An item can also be relevant on account of another, as a function of its order to other parts of the scientific conversation. If article A is relevant in itself, for it’s central exposition of some thesis in my field, and book B presents poignant objections to the arguments of A, then I cannot rely on or object to A without taking B also into account. As each part of the conversation is ordered to other parts as dependent, developing, responding, contradicting, et cetera, I must trace this order to find which individual items are relevant for my research, or my contribution is wont to be redundant either because it merely repeats what has already been said or because my arguments have already been defeated in some text that I didn’t bother to read.

Key Concepts: Citation patterns

Some of the order among the parts of the scientific conversation is codified in a system of citation. An author who intends to contradict the arguments of another will cite the works where those arguments appear; the same is true if he relies on the conclusions of someone else’s or his own previous work. Each published item contains these outgoing relevance-indicating pointers in footnotes, endnotes and bibliographies. The researchers job involves tracing these outgoing relationships; when studying a relevant work one must consider studying also the works that it cites. While the published item does not contain any index of incoming citation pointers, these would be equally important in establishing relevance; before I write an elaborate criticism of article A I should be aware of book B since it may have made all my objections already, perhaps even better than I could.

cites and relevance
Figure 3. Cities and Relevance

By importing our bibliographic data with citations into Neo4j we get access to the citation pointers in both directions. We can describe the simplest relevance-indicating pattern as (B)-[:CITES]→(A) where A or B is known to be relevant. We can proceed to define more complex relevance-indicating patterns, making Neo4j and Cypher a powerful research aid; this is our business below.
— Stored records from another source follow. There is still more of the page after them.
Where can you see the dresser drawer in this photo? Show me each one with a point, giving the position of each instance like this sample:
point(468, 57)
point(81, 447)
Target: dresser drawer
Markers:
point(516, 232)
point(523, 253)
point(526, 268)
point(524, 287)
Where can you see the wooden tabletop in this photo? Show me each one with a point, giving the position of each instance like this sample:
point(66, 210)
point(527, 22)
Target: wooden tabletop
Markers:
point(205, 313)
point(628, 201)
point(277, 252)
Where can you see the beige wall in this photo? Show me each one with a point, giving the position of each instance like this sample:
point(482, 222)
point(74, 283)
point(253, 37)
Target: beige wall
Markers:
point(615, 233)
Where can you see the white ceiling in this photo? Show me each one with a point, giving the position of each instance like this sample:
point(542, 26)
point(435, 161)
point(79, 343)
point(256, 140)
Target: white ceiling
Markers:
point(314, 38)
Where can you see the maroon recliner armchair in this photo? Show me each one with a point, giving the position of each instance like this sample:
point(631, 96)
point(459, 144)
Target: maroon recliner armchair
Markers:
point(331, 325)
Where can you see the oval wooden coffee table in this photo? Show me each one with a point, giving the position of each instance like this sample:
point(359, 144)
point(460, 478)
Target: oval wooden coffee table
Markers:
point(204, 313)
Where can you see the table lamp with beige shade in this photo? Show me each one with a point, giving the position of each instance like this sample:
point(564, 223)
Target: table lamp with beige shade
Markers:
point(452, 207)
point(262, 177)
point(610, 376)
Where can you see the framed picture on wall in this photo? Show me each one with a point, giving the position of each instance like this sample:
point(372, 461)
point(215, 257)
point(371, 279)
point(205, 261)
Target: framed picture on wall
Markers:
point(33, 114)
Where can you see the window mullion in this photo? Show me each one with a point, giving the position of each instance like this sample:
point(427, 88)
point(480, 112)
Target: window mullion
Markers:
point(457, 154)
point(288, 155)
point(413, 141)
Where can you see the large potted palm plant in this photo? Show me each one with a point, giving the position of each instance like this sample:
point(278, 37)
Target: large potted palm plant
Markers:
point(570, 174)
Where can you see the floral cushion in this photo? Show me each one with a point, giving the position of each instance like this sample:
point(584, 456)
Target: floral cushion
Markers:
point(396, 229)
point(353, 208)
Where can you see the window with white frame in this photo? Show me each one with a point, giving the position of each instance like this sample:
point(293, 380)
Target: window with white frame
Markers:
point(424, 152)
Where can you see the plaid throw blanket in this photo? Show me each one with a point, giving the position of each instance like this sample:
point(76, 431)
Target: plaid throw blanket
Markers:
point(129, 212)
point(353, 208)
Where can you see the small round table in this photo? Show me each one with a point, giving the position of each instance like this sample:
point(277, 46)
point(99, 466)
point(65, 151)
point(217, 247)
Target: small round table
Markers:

Key Concepts: From the generic to the specific

So far our case has been generic, but I don’t believe the implementation should be. One reason is that the scientific conversation is not homogenous across disciplines and the patterns of order and citation therefore don’t have the same meaning in the various fields; another reason is that nobody has all the data. Below is a small example from the field of Philosophy, based on actual data and patterns.

Our Graph

Four authors, five articles and a book chapter, their contexts of publication and their order of citation. It is assumed that Michael Gorman’s article "Independence and Substance" (2006) is known to be relevant, and we retrieve it explicitly by its unique DOI. With that as starting point we define some relevance-indicating citation patterns to learn what other published items are also likely to be relevant.

Small domain horizontal
Figure 4. Our Domain

Definition 1: Reference

A bibliographic reference is a standardized-format rendering of metadata for a published item. An indication that our data and model are sound is that we can recreate such references (it doesn’t have to be pretty, just possible).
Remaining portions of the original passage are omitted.